By Cara Ewald on March 28, 2014 from Floral Design with Cara via Connect-Bridgeport.com

My name is Cara Ewald, Floral Designer and owner of Blooms Florist, in downtown Bridgeport.  I founded Blooms in 2007, and I have studied floral design in London, England, as well as throughout the U. S.  With the first sunshine of spring this week, I thought it fitting to start my blog, which will consist of tips and tricks about floral arranging, growing, history, care, etc.  For those who love not only the smell of flowers, but also the beauty, and want to learn more about different types and varieties -- well then -- you are reading the right blog.  

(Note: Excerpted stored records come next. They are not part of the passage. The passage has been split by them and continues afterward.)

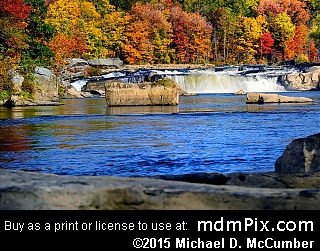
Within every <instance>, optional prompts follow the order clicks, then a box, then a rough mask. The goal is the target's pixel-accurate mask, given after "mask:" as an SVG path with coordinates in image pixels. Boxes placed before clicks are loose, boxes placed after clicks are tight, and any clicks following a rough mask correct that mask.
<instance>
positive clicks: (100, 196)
mask: <svg viewBox="0 0 320 251" xmlns="http://www.w3.org/2000/svg"><path fill="white" fill-rule="evenodd" d="M205 176H206V178H207V179H209V180H210V175H205ZM214 177H216V176H215V175H214ZM176 178H177V177H176ZM180 178H181V177H180ZM189 178H190V177H189ZM295 179H297V180H300V181H301V180H304V181H303V182H301V183H302V184H304V187H305V188H277V189H275V188H268V187H253V186H252V185H253V184H254V183H255V184H264V185H266V184H268V183H270V182H267V181H268V180H269V181H272V182H271V183H278V184H280V183H283V184H285V183H286V181H285V180H286V176H279V174H275V173H270V174H259V175H258V180H265V182H264V183H263V182H257V181H258V180H255V178H254V176H248V177H247V176H246V175H244V174H242V175H236V176H232V177H229V178H228V177H226V179H225V180H226V181H227V182H226V183H225V185H211V184H207V183H208V182H207V183H191V182H185V181H173V180H163V179H160V178H147V177H145V178H138V177H137V178H134V177H132V178H129V177H113V176H57V175H47V174H39V173H30V172H24V171H10V170H5V169H0V209H1V210H29V209H32V210H123V209H126V210H127V209H137V210H140V209H142V210H146V209H157V210H169V209H175V210H178V209H185V210H190V209H194V210H202V209H206V210H207V209H208V210H222V209H224V210H228V209H232V210H236V209H248V210H249V209H251V210H252V209H279V210H280V209H298V210H299V209H320V190H319V186H318V185H319V184H317V185H315V184H314V182H317V181H319V176H316V177H313V176H312V177H310V179H311V180H312V181H313V187H312V188H306V184H307V183H306V181H307V179H306V177H305V175H304V176H303V177H298V176H296V177H295ZM182 180H183V179H182ZM228 182H234V185H228ZM242 182H244V183H247V184H248V185H249V186H239V185H236V183H239V184H240V183H242ZM250 183H251V185H250ZM318 183H319V182H318ZM315 187H316V188H315Z"/></svg>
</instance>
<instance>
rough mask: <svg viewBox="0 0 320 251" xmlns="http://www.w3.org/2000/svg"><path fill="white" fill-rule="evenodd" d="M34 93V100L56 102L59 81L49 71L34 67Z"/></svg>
mask: <svg viewBox="0 0 320 251" xmlns="http://www.w3.org/2000/svg"><path fill="white" fill-rule="evenodd" d="M34 77H35V86H36V91H35V93H34V99H35V100H36V101H37V100H40V101H58V100H59V84H60V79H59V78H58V77H57V76H56V75H55V74H53V73H52V72H51V71H50V70H49V69H47V68H44V67H36V68H35V71H34Z"/></svg>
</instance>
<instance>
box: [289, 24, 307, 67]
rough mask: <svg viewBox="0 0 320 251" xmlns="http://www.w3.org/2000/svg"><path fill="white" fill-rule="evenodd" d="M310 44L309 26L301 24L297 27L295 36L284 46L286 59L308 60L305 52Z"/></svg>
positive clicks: (295, 59)
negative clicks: (308, 45)
mask: <svg viewBox="0 0 320 251" xmlns="http://www.w3.org/2000/svg"><path fill="white" fill-rule="evenodd" d="M307 46H308V27H307V26H306V25H304V24H300V25H298V26H296V27H295V31H294V36H293V37H292V38H291V39H289V40H288V41H287V42H286V46H285V48H284V59H285V60H292V59H294V60H296V61H298V62H303V61H308V55H307V54H306V53H305V52H306V51H307Z"/></svg>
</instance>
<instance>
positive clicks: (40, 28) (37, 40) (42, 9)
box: [22, 0, 54, 66]
mask: <svg viewBox="0 0 320 251" xmlns="http://www.w3.org/2000/svg"><path fill="white" fill-rule="evenodd" d="M25 2H26V3H27V4H29V5H30V6H32V10H31V12H30V17H29V19H28V24H27V26H26V29H25V31H26V41H27V43H28V48H27V49H25V50H24V51H23V53H22V59H23V61H25V63H26V64H30V63H32V62H33V64H36V65H42V66H47V65H50V60H51V59H52V58H53V57H54V54H53V52H52V51H51V50H50V48H49V47H48V43H49V41H50V40H51V39H52V38H53V36H54V28H53V27H52V26H51V25H49V24H46V23H45V22H44V20H45V18H46V15H47V8H48V6H47V5H46V4H45V1H44V0H25Z"/></svg>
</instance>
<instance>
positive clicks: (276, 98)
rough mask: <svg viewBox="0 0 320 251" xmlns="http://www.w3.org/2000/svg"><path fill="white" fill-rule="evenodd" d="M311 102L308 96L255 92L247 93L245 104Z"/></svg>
mask: <svg viewBox="0 0 320 251" xmlns="http://www.w3.org/2000/svg"><path fill="white" fill-rule="evenodd" d="M309 102H313V100H312V99H310V98H305V97H290V96H283V95H279V94H273V93H255V92H250V93H248V94H247V100H246V103H247V104H265V103H309Z"/></svg>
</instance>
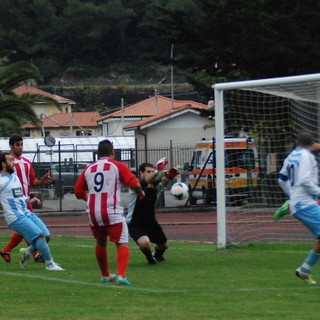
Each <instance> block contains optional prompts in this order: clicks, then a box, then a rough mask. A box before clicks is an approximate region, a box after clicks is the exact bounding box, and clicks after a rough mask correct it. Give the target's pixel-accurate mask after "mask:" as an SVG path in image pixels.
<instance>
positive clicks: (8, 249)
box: [2, 232, 23, 252]
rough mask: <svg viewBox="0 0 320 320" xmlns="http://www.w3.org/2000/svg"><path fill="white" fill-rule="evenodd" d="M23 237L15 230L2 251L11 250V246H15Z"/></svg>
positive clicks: (10, 250)
mask: <svg viewBox="0 0 320 320" xmlns="http://www.w3.org/2000/svg"><path fill="white" fill-rule="evenodd" d="M22 239H23V237H21V236H20V234H19V233H17V232H15V233H14V234H13V235H12V237H11V239H10V241H9V242H8V244H7V245H6V246H5V247H4V248H3V249H2V252H11V250H12V249H13V248H15V247H16V246H17V245H18V244H19V243H20V242H21V241H22Z"/></svg>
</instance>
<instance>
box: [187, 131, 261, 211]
mask: <svg viewBox="0 0 320 320" xmlns="http://www.w3.org/2000/svg"><path fill="white" fill-rule="evenodd" d="M224 147H225V185H226V195H227V198H228V200H229V202H230V204H231V205H241V203H242V201H243V200H245V199H247V198H248V197H249V196H250V192H251V191H252V190H253V189H254V188H256V187H257V186H258V185H259V171H260V169H259V159H258V152H257V148H256V145H255V142H254V140H253V139H251V138H230V137H226V138H225V139H224ZM195 149H196V150H195V152H194V155H193V159H192V161H191V166H190V169H189V170H190V172H189V188H190V198H189V199H190V204H196V203H197V200H199V199H203V202H204V204H211V203H215V202H216V161H215V158H216V157H215V140H214V139H213V140H206V139H203V140H201V141H199V142H198V143H197V144H196V146H195Z"/></svg>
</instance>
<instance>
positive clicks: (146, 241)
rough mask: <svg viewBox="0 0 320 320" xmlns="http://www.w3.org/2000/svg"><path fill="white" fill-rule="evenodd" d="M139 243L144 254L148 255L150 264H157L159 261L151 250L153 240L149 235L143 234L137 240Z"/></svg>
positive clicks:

In this first post, we will discuss our favorite spring flower, the tulip.  Tulips, with their long curvy stems can be elegant -- unless you use your favorite wide-mouthed container.  There are about 75 different varieties of tulips.  Tulips are spring-blooming bulbs that can range between 4 and 24 inches in height.  Tulip cultivation began in Persia around the 10th century with hybridization of wild flowers from different parts of the region.  Persians favored tulips over other flowers for their size and their vigorous growth.  
 
These days, tulips are mainly associated with the western Europe, specifically the Netherlands, where the world's largest permanent display of tulips can be found.   The tulips first Dutch flower was said to have grown in 1594, and "tulip mania" started around 1634 and has continued to present day.  In Europe, around 1637, tulips became so expensive that they were even used as a form of currency.  The first tulips in the United States were grown in Lynn and Salem, Massachusetts between 1847 and 1845.  One of Lynn's wealthiest Richard Sullivan Fay, Esq., imported tulips, as well as many other plants and trees, and planted them throughout the Fay Estate.
 
Presently, the sign of tulip growth in the U. S. is seen as the sign that spring has sprung, no matter what the date.  Although, a little late this year, that growth is seen as a promise that warmer days are here again.  Tulips for your first spring flower arrangement can be found at Kroger, Blooms, and other florists.  Happy Spring!